Eine Frage der Temperatur

Der neue Brunnen am Paradeplatz sprudelt wärmer als die meisten Zürcher Brunnen. Ist das ein Problem?

Wie wichtig die Temperatur für den ­Genuss ist, wissen alle, die schon einmal ein Rindsfilet auf den Punkt gebraten haben. Ein Kalbsbäggli sous vide zur absoluten Zartheit geschmort haben. Oder ein Onsen-Ei mit cremiger Konsistenz fabriziert haben.
Wie wichtig die Temperatur für den ­Genuss ist, wissen alle, die dann und wann ein Süssgetränk geniessen. Oder einen Apéro nehmen. Bei Bier und Süssgetränken gibt es nur eine Temperatur: eiskalt. Bier wird sonst untrinkbar und das Sinalco klebrig. Bei Wein ist es diffiziler. Einen Champagner trinkt man kühler als einen jungen Rotwein als einen schweren Bordeaux als einen Glühwein.

Das führt uns zur Frage, die am Ursprung – oder präziser an der Quelle – dieser Stattgeschichte steht: Bei welcher Temperatur trinkt man das Züri-Wasser am besten?

Diese Frage beschäftigt mich, seit ich zum ersten Mal aus dem neuen Brunnen auf der Traminsel Paradeplatz getrunken habe. Es war Anfang dieses Sommers, ich stieg aus dem Tram 13, wollte auf das Tram 2 umsteigen, und ich war durstig. Ich musste mich weit hinunterbücken. «Ein Monument der Kleinwüchsigkeit», titelte Kollege jr, als Ende 2016 der Brunnen auf dem Paradeplatz aufgestellt war. Dem Brunnen aus Onsernone-Gneis, Zürcher Standardmodell, 60 000 Franken teuer, ging eine politische Odyssee voran. Die Kurzfassung: Dieser zusätzliche Brunnen, in einer Umgebung mit erheblicher Brunnendichte, braucht es, weil die anderen Wasserstrahlen für klein gewachsene Durstige (oder solche mit schmutzigen Händen am Ende von kurzen Armen) nur schwer zu erreichen waren.

Ich bückte mich also hinunter, sehr lange, denn der Brunnen wurde ­offenbar nach den Richtlinien der 2000-Liter-Gesellschaft erstellt: Es rinnt nur wenig Wasser aus dem Mes­singhahn.
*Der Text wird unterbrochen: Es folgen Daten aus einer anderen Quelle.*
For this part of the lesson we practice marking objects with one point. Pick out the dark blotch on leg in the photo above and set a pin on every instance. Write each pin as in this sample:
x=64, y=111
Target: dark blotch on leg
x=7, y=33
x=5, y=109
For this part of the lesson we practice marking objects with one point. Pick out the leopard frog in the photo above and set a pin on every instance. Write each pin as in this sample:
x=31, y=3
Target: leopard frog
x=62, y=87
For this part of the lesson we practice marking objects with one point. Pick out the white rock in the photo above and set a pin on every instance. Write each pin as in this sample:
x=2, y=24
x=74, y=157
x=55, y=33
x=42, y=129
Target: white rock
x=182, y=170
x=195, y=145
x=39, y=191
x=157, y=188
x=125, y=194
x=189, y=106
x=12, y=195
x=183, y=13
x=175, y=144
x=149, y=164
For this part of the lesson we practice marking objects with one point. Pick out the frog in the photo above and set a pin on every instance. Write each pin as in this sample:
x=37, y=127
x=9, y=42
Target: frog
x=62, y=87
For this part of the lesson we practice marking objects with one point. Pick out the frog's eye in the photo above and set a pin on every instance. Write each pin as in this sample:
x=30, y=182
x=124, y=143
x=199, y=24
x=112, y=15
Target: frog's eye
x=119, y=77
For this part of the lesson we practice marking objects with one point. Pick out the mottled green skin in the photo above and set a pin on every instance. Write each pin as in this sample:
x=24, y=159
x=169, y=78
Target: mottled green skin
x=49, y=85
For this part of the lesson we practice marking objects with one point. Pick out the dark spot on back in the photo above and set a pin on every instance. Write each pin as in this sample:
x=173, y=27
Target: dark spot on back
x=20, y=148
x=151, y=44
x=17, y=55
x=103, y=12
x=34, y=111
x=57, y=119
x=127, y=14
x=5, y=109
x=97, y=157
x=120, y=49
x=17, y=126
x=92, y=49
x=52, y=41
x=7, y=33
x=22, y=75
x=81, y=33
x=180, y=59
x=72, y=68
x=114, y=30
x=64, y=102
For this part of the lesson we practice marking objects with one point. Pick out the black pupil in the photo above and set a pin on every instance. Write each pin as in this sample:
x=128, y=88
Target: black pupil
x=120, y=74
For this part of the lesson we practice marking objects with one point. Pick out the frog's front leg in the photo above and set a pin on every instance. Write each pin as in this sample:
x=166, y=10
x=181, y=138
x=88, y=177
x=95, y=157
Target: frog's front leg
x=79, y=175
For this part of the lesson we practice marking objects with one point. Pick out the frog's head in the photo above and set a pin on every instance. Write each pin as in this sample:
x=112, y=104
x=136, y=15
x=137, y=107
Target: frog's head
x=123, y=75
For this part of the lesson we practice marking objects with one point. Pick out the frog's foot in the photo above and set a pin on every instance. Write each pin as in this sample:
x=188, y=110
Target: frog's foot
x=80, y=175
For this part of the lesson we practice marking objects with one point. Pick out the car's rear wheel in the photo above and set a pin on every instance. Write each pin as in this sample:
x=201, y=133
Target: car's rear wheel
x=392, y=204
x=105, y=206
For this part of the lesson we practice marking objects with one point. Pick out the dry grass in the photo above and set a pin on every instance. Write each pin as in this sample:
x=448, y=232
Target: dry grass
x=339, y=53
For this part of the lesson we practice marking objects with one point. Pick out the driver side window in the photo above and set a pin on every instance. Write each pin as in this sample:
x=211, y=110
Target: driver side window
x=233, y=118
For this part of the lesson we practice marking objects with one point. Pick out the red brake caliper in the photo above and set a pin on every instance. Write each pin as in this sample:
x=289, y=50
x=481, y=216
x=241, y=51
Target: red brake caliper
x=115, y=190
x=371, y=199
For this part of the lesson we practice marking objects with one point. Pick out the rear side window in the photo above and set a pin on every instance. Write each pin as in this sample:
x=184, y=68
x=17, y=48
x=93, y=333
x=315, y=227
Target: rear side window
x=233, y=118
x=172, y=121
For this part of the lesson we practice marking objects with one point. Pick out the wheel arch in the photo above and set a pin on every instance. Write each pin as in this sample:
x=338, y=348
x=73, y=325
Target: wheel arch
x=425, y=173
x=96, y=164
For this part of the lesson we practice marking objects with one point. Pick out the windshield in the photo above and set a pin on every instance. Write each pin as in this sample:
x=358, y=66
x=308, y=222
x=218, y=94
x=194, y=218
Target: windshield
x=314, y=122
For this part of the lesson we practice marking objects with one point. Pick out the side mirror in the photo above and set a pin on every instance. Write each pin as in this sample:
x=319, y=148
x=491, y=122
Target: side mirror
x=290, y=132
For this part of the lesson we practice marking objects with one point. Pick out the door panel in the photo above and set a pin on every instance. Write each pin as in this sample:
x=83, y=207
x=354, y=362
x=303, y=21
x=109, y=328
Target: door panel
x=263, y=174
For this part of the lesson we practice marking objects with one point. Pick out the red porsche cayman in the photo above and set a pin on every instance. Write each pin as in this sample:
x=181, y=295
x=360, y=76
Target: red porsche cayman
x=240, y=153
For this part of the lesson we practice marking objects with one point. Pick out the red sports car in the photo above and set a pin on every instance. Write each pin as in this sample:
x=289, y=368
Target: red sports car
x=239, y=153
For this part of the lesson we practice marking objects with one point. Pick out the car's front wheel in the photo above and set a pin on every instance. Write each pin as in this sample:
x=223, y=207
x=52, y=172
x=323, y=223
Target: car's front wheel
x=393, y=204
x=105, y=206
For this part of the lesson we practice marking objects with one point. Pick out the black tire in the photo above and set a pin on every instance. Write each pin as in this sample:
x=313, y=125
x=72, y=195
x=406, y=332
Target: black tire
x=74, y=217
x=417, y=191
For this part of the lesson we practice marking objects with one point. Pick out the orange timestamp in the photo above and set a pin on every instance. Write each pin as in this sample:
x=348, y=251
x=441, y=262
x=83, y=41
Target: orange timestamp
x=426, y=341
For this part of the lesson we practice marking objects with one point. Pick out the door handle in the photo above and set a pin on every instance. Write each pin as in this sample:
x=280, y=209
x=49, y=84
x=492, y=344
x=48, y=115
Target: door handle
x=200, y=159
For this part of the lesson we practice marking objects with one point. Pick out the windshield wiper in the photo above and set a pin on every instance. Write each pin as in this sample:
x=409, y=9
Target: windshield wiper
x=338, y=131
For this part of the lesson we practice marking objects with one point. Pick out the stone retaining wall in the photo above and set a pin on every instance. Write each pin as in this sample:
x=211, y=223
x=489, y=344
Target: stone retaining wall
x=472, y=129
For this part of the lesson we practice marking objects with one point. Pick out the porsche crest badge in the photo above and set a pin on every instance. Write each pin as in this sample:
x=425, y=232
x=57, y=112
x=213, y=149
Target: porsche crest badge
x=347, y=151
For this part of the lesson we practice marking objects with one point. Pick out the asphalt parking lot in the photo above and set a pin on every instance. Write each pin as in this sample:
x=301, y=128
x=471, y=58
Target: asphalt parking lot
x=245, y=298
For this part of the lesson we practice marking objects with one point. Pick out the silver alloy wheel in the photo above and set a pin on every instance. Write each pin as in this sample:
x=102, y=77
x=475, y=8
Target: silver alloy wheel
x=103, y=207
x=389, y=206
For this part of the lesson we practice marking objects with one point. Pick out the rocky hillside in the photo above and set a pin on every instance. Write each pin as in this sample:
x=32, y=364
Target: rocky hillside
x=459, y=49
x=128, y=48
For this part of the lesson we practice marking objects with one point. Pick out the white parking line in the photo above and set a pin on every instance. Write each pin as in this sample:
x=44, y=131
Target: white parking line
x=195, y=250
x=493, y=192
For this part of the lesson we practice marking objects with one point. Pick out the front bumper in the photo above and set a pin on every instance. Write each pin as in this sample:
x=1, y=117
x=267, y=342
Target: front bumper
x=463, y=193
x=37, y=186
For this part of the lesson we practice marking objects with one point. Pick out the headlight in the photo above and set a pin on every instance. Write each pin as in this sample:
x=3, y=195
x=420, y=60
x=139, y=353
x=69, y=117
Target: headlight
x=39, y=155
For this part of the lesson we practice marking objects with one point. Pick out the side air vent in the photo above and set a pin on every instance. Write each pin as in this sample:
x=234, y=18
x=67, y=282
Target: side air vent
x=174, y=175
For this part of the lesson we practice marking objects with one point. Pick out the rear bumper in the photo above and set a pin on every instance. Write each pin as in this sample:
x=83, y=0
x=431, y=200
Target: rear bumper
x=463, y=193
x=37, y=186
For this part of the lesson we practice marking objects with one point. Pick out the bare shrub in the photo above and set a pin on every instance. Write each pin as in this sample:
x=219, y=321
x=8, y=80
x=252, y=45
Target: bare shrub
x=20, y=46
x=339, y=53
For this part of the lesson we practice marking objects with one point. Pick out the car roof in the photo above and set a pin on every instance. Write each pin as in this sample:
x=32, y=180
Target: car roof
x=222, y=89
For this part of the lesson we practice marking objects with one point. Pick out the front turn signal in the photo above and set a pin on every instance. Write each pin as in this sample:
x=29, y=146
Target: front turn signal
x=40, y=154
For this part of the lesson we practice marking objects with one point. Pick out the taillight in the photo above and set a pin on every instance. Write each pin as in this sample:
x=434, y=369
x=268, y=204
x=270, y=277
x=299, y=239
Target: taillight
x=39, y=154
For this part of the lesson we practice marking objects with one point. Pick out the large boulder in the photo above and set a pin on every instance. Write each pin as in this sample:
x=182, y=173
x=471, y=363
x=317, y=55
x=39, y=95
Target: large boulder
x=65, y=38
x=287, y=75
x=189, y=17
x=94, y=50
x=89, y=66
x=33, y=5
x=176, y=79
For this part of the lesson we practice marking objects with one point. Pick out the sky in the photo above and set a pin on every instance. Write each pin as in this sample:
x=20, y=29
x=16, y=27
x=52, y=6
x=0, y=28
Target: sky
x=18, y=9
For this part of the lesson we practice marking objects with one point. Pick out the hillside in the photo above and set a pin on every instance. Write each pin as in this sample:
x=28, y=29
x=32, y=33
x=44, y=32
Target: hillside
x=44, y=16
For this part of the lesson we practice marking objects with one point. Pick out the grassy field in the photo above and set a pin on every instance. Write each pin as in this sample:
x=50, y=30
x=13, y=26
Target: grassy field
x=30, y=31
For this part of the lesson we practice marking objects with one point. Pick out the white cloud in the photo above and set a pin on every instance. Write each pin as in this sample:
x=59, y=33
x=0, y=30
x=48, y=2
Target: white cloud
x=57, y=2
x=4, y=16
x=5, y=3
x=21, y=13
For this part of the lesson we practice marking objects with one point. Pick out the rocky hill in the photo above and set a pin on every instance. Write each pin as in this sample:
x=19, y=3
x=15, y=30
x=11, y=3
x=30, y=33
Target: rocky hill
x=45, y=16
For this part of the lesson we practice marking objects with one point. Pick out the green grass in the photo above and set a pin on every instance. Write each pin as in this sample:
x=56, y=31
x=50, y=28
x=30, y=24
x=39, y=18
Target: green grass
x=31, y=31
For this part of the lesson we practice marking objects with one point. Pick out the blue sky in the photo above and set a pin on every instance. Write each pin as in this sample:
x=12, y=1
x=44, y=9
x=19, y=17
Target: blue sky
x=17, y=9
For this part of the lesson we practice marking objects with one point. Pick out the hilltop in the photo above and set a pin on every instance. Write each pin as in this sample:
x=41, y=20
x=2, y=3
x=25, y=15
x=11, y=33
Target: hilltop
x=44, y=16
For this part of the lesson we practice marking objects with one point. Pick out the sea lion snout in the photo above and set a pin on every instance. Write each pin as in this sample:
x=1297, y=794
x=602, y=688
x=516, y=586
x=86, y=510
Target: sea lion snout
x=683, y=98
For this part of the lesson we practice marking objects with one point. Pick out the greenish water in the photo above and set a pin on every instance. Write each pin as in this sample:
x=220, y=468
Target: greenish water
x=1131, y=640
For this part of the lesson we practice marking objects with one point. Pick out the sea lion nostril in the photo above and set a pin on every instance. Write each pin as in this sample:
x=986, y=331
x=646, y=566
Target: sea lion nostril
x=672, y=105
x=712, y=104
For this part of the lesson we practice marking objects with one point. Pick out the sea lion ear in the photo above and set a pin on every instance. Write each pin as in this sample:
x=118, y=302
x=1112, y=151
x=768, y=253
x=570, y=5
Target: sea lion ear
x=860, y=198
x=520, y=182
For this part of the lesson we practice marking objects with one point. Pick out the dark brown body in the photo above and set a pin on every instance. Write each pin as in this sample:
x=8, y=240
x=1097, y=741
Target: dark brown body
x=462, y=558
Würden hier Flaschen gefüllt, es gäbe lange Schlangen wie damals am Samstagmorgen beim Aqui-Brunnen. Neben dem bescheidenen Tempo des Durstlöschens bemerkte ich noch etwas sehr Unzürcherisches: die Wassertemperatur. Ist das schon lau?, fragte ich mich. Erfrischend kühl jedenfalls war es nicht.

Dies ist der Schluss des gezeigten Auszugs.